Ending the venture would allow Paris-based PSA take full advantage of the plant in Luton, England, said the people, asking not to be identified because the decision hasn't been made public yet. Chief Executive Officer Carlos Tavares plans to go to the factory for an announcement Wednesday, they said.
The venture produces Vauxhall's Vivaro medium-sized vans on the same platform as the Renault Trafic. PSA, the maker of Peugeot and Citroen cars, could make vans for those brands at the plant, the people said. The planned exit of the UK from the European Union puts an increased focus on competitiveness at PSA's factories in the country, the CEO told Bloomberg last year.

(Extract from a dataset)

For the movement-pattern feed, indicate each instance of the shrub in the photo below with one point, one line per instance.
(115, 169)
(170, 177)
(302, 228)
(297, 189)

PSA purchased the Opel and Vauxhall marques last year from General Motors Co for about 2.2 billion euros (S$3.55 billion). Vauxhall mainly produces vans in Luton and also operates a factory in Ellesmere Port, England, that makes the Astra hatchback and station wagon. Mr Tavares has pledged to turn around the operations of the automaker, which has been building largely identical cars to models designed by Germany-based Opel.
Increased production at Luton would be a boon for UK Prime Minister Theresa May amid concern that manufacturers may cut jobs and move production out of the country as it leaves the EU. Tariffs and other hurdles to trade after Brexit could crimp auto output since parts routinely move across borders several times during the manufacturing process.
A spokesman for PSA declined to comment, as did a Renault spokesman.